Algérie

«La littérature n'est pas restée silencieuse face à la guerre d'Algérie»



- Comment est née l'idée de ce colloque, en quoi était-il nécessaire et avec quels objectifs '
Le colloque, dont le projet est né au sein de l'équipe Passage XX-XXI de l'université Lyon 2, s'intitulait «Silences, tabous, mémoires. Les écrivains français et la guerre d'Algérie 1954-2008». Il est publié dans la collection des Cahiers de Marge (équipe de Lyon 3 à  laquelle j'appartiens moi-même). Il s'agissait donc à  la fois d'explorer les différentes mémoires mais également les générations successives, puisque la littérature la plus contemporaine continue d'interroger une guerre qui fut longtemps sans nom. D'autres travaux universitaires ont fait dialoguer les littératures des deux rives de la Méditerranée. Le champ nous a donc semblé à  la fois déjà exploré et trop vaste pour un seul colloque qui voulait atteindre l'extrême contemporain. Nous avons donc ménagé des échos grâce à  Charles Bonn, spécialiste de la littérature algérienne, ou encore dans le cadre de la table ronde qui fut animée par un autre spécialiste reconnu de ces littératures, Guy Dugas.

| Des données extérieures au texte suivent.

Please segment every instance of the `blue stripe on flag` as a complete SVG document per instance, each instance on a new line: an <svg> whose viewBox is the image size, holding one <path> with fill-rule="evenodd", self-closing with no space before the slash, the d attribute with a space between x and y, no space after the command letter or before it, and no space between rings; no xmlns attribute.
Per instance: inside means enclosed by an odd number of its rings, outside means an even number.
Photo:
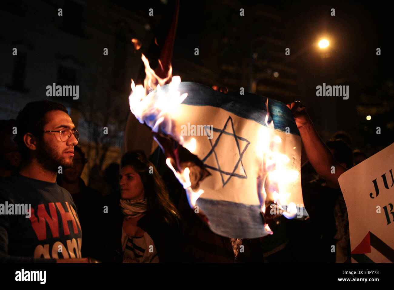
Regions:
<svg viewBox="0 0 394 290"><path fill-rule="evenodd" d="M168 85L161 88L164 92L168 90ZM245 93L240 95L235 92L224 94L200 84L191 82L182 82L178 90L181 94L188 93L188 97L182 103L193 106L212 106L221 108L241 118L253 120L266 126L266 114L265 97ZM273 116L274 128L283 132L286 127L290 133L299 136L299 132L290 109L279 101L268 99L269 123Z"/></svg>

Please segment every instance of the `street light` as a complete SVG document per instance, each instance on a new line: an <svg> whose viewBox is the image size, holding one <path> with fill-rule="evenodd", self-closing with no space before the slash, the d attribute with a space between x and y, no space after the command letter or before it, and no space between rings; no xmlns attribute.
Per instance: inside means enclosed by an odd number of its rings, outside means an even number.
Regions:
<svg viewBox="0 0 394 290"><path fill-rule="evenodd" d="M319 42L319 47L320 48L325 48L330 44L327 39L322 39Z"/></svg>

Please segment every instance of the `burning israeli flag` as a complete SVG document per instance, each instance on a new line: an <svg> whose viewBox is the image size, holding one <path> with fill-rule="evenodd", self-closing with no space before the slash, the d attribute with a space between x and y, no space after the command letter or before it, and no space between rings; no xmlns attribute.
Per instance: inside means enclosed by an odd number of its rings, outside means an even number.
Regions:
<svg viewBox="0 0 394 290"><path fill-rule="evenodd" d="M191 207L214 232L256 238L272 234L269 225L280 214L307 216L301 138L285 104L181 82L171 70L171 82L163 84L143 56L145 85L132 82L131 111L151 128Z"/></svg>

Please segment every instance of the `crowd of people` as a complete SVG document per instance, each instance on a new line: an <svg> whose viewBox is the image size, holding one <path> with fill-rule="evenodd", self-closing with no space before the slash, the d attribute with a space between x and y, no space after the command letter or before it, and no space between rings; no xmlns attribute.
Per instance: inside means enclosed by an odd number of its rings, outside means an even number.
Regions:
<svg viewBox="0 0 394 290"><path fill-rule="evenodd" d="M346 132L325 144L305 106L288 107L303 142L309 217L281 216L270 225L273 235L240 239L215 234L190 208L172 171L151 162L165 164L160 149L150 158L143 151L127 152L120 166L106 170L108 188L87 186L81 178L87 160L66 108L48 101L28 104L16 120L0 121L0 204L31 204L28 217L0 211L0 262L350 262L338 178L367 156L352 150Z"/></svg>

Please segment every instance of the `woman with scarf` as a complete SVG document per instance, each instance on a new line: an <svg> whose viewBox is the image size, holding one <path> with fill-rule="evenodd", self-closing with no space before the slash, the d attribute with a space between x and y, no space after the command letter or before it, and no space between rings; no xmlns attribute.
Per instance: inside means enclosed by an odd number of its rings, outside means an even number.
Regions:
<svg viewBox="0 0 394 290"><path fill-rule="evenodd" d="M125 154L121 166L120 205L111 235L118 261L179 262L179 214L156 168L139 151Z"/></svg>

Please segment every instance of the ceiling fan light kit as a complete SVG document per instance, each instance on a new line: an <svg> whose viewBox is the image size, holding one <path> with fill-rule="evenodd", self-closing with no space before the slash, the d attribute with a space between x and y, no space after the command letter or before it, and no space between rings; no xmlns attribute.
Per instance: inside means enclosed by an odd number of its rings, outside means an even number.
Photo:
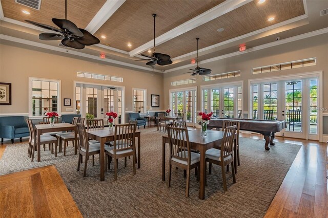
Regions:
<svg viewBox="0 0 328 218"><path fill-rule="evenodd" d="M25 20L27 23L37 27L52 30L58 33L44 33L39 35L39 39L45 40L61 40L61 43L67 47L83 49L85 46L98 44L98 38L83 29L78 28L71 21L67 19L67 0L65 0L65 19L53 18L51 20L60 29L46 24Z"/></svg>
<svg viewBox="0 0 328 218"><path fill-rule="evenodd" d="M156 16L156 14L153 14L153 17L154 17L154 49L153 53L151 56L145 55L141 54L141 55L147 57L147 59L141 59L136 60L149 60L146 63L146 64L149 66L153 66L156 63L159 66L163 66L165 65L171 64L172 63L172 61L171 59L171 56L166 54L162 54L158 52L155 52L155 17Z"/></svg>
<svg viewBox="0 0 328 218"><path fill-rule="evenodd" d="M199 74L200 76L205 76L210 74L212 70L208 69L207 68L200 68L198 66L198 40L199 40L199 38L196 38L196 40L197 40L197 67L195 68L195 70L189 69L192 71L191 72L184 73L192 73L190 74L192 76L196 76L197 74Z"/></svg>

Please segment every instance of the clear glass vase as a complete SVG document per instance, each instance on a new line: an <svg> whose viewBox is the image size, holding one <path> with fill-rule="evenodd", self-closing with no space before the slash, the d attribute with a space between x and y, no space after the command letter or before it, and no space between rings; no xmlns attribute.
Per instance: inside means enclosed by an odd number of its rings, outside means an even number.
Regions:
<svg viewBox="0 0 328 218"><path fill-rule="evenodd" d="M201 137L203 138L207 136L207 123L206 122L201 122Z"/></svg>
<svg viewBox="0 0 328 218"><path fill-rule="evenodd" d="M50 126L53 126L55 125L55 118L52 117L50 118Z"/></svg>
<svg viewBox="0 0 328 218"><path fill-rule="evenodd" d="M108 123L108 129L110 130L113 130L113 123Z"/></svg>

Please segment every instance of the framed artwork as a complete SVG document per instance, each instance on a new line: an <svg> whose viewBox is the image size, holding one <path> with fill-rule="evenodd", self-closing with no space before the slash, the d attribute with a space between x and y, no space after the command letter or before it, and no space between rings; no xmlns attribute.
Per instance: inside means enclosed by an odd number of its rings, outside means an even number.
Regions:
<svg viewBox="0 0 328 218"><path fill-rule="evenodd" d="M64 98L64 106L71 106L71 99L70 98Z"/></svg>
<svg viewBox="0 0 328 218"><path fill-rule="evenodd" d="M11 83L0 82L0 104L11 105Z"/></svg>
<svg viewBox="0 0 328 218"><path fill-rule="evenodd" d="M151 95L152 107L159 106L159 95Z"/></svg>

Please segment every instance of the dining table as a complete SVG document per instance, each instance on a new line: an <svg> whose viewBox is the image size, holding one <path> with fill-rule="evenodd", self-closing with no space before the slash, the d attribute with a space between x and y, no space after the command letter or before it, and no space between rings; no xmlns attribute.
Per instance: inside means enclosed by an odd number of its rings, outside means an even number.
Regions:
<svg viewBox="0 0 328 218"><path fill-rule="evenodd" d="M92 129L87 129L87 134L88 137L92 139L98 141L100 143L100 181L105 180L105 143L107 141L114 141L115 136L115 130L109 130L108 128L93 130ZM138 152L137 161L138 168L140 167L140 132L136 130L135 132L135 137L138 139Z"/></svg>
<svg viewBox="0 0 328 218"><path fill-rule="evenodd" d="M72 130L74 132L75 143L74 143L74 154L77 154L77 140L76 136L77 135L77 129L75 125L68 123L54 123L53 126L47 123L45 124L35 124L35 130L37 136L37 162L41 161L41 155L40 149L40 139L41 135L54 132L62 132ZM61 148L59 148L60 150Z"/></svg>
<svg viewBox="0 0 328 218"><path fill-rule="evenodd" d="M205 198L205 177L206 176L206 150L214 147L217 147L221 144L223 138L224 132L212 130L207 130L207 136L203 138L201 130L197 129L188 131L189 145L190 148L198 150L200 155L200 173L199 173L199 199ZM165 156L166 144L170 143L170 138L168 135L162 137L162 180L165 181ZM234 146L236 147L236 146ZM235 153L236 154L236 153Z"/></svg>

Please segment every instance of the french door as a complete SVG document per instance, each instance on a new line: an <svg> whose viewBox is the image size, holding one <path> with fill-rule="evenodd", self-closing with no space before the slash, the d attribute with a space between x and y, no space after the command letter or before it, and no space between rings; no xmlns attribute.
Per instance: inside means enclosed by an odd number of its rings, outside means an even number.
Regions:
<svg viewBox="0 0 328 218"><path fill-rule="evenodd" d="M114 124L124 123L124 92L120 87L110 87L86 83L75 85L75 112L88 119L103 119L107 124L107 112L114 112L118 117Z"/></svg>
<svg viewBox="0 0 328 218"><path fill-rule="evenodd" d="M194 125L197 116L197 89L170 90L170 108L173 113L184 114L183 120L189 125Z"/></svg>
<svg viewBox="0 0 328 218"><path fill-rule="evenodd" d="M241 118L242 91L241 84L202 88L203 111L214 117Z"/></svg>
<svg viewBox="0 0 328 218"><path fill-rule="evenodd" d="M293 138L318 140L318 78L291 78L251 84L250 118L283 120L277 133Z"/></svg>

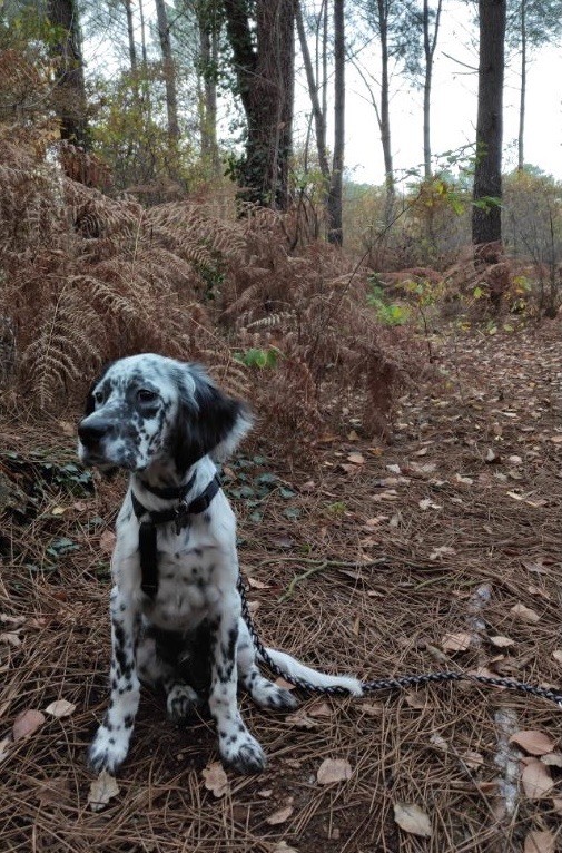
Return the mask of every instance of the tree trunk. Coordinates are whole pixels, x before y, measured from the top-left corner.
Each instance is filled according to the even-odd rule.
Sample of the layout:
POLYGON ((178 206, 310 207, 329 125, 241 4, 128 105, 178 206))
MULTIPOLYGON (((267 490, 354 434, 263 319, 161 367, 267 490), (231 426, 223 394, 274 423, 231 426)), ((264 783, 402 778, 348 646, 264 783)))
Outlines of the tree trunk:
POLYGON ((435 12, 435 24, 433 36, 430 33, 430 4, 428 0, 423 0, 423 37, 424 37, 424 106, 423 106, 423 140, 424 140, 424 178, 431 180, 432 177, 432 146, 431 146, 431 94, 433 81, 433 61, 435 58, 435 48, 437 47, 437 36, 441 22, 441 8, 443 0, 437 1, 435 12))
POLYGON ((472 242, 475 245, 502 239, 500 205, 486 199, 501 199, 502 196, 506 0, 479 0, 479 111, 472 213, 472 242))
POLYGON ((145 23, 145 7, 142 4, 142 0, 139 0, 138 10, 139 10, 139 17, 140 17, 140 46, 142 50, 142 70, 146 72, 148 67, 148 51, 147 51, 147 36, 146 36, 146 23, 145 23))
POLYGON ((345 143, 345 0, 334 0, 334 155, 328 194, 328 242, 341 246, 342 188, 345 143))
POLYGON ((318 151, 318 165, 321 167, 322 176, 327 183, 329 180, 329 164, 328 154, 326 150, 326 117, 322 111, 321 100, 318 98, 318 82, 314 79, 313 62, 310 58, 310 51, 308 50, 305 24, 303 21, 303 10, 298 0, 296 4, 296 20, 298 40, 300 42, 300 52, 303 55, 303 62, 306 71, 306 81, 308 84, 308 95, 310 97, 310 104, 313 108, 314 126, 316 130, 316 150, 318 151))
POLYGON ((203 72, 203 110, 200 121, 201 157, 209 164, 214 177, 220 175, 217 143, 217 76, 218 32, 199 14, 199 46, 203 72))
POLYGON ((385 225, 388 225, 394 205, 394 167, 391 146, 391 108, 388 80, 388 11, 386 0, 377 0, 378 32, 381 36, 381 111, 378 127, 383 144, 384 183, 386 188, 385 225))
POLYGON ((178 96, 176 85, 176 66, 171 55, 170 28, 165 0, 155 0, 158 22, 158 39, 162 53, 164 82, 166 86, 166 112, 168 116, 168 136, 172 146, 179 139, 178 96))
POLYGON ((295 0, 224 0, 238 92, 247 122, 235 174, 249 202, 287 209, 294 100, 295 0))
POLYGON ((80 45, 80 26, 75 0, 48 0, 49 21, 59 27, 62 38, 52 50, 57 58, 55 109, 62 139, 89 147, 86 87, 80 45))
POLYGON ((525 165, 525 96, 526 96, 526 0, 521 0, 521 94, 519 102, 517 169, 525 165))
POLYGON ((137 76, 137 47, 135 45, 135 26, 132 21, 131 0, 124 0, 125 13, 127 16, 127 38, 129 41, 129 62, 134 77, 137 76))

- Qu'apprend-on de neuf dans ces travaux ' Qu'est-ce que le grand public peut y trouver '
Des confirmations : sur le rôle décisif des éditeurs par exemple ou sur l'importance d'Albert Camus, avec qui tous dialoguent. Le rejet d'idées reçues, qui confirme les analyses de Benjamin Stora : la littérature n'est pas restée silencieuse face à  la guerre d'Algérie. Elle n'a pris nul «retard» par rapport au cinéma. Mais il me semble que la question sur laquelle tous reviennent est celle de l'écriture de l'horreur, si décisive pour l'ensemble de la littérature au XXe siècle.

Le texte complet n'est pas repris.